Hacker News new | ask | show | jobs
by jmchambers 618 days ago
Frantically Googles VAE...

Ah, okay, so the work is done at a different level of abstraction, didn't know that. But I guess it's still a pixel-related abstraction, and it is converted back to pixels to generate the final image?

I suppose in my proposed (and probably implausible) algorithm, that different level of abstraction might be loosely analogous to collections of related game engine assets that are often used together, so that the denoising algorithm might be effectively saying things like "we'll put some building-related assets here-ish, and some park-related flora assets over here...", and then that gets crystallised in to actual placement of individual assets in the post-processing step.

1 comments

(High level, specifics are definitely wrong here)

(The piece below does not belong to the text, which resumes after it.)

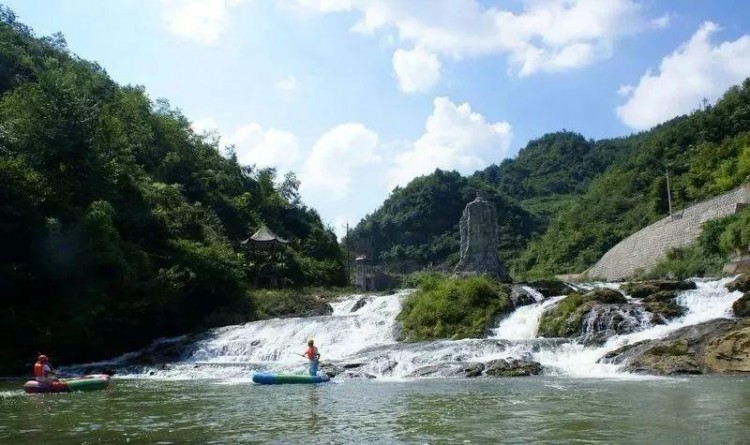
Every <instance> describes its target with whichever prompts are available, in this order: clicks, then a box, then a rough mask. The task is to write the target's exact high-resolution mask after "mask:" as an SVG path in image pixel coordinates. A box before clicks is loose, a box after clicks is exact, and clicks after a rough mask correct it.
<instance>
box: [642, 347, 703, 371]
mask: <svg viewBox="0 0 750 445" xmlns="http://www.w3.org/2000/svg"><path fill="white" fill-rule="evenodd" d="M628 369H629V370H630V371H633V372H649V373H655V374H662V375H675V374H701V372H702V371H701V366H700V364H698V362H697V361H696V358H695V354H694V352H693V351H692V350H691V349H689V348H688V342H687V340H685V339H682V340H676V341H672V342H662V343H660V344H658V345H656V346H654V347H652V348H650V349H647V350H646V351H645V352H644V353H643V355H641V356H640V357H638V358H637V359H636V360H633V361H632V362H631V363H630V365H629V366H628Z"/></svg>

The VAE isn't really pixel-level, it's semantic-level. The most significant bits in the encoding are like "how light or dark is the image" and then towards the other end bits represent more niche things like "if it's an image of a person, make them wear glasses". This is way more efficient than using raw pixels because it's so heavily compressed, there's less data. This was one of the big breakthroughs of stable diffusion compared to previous efforts like disco diffusion that work on the pixel level.

The VAE encodes and decodes images automatically. It's not something that's written, it's trained to understand the semantics of the images in the same way other neural nets are.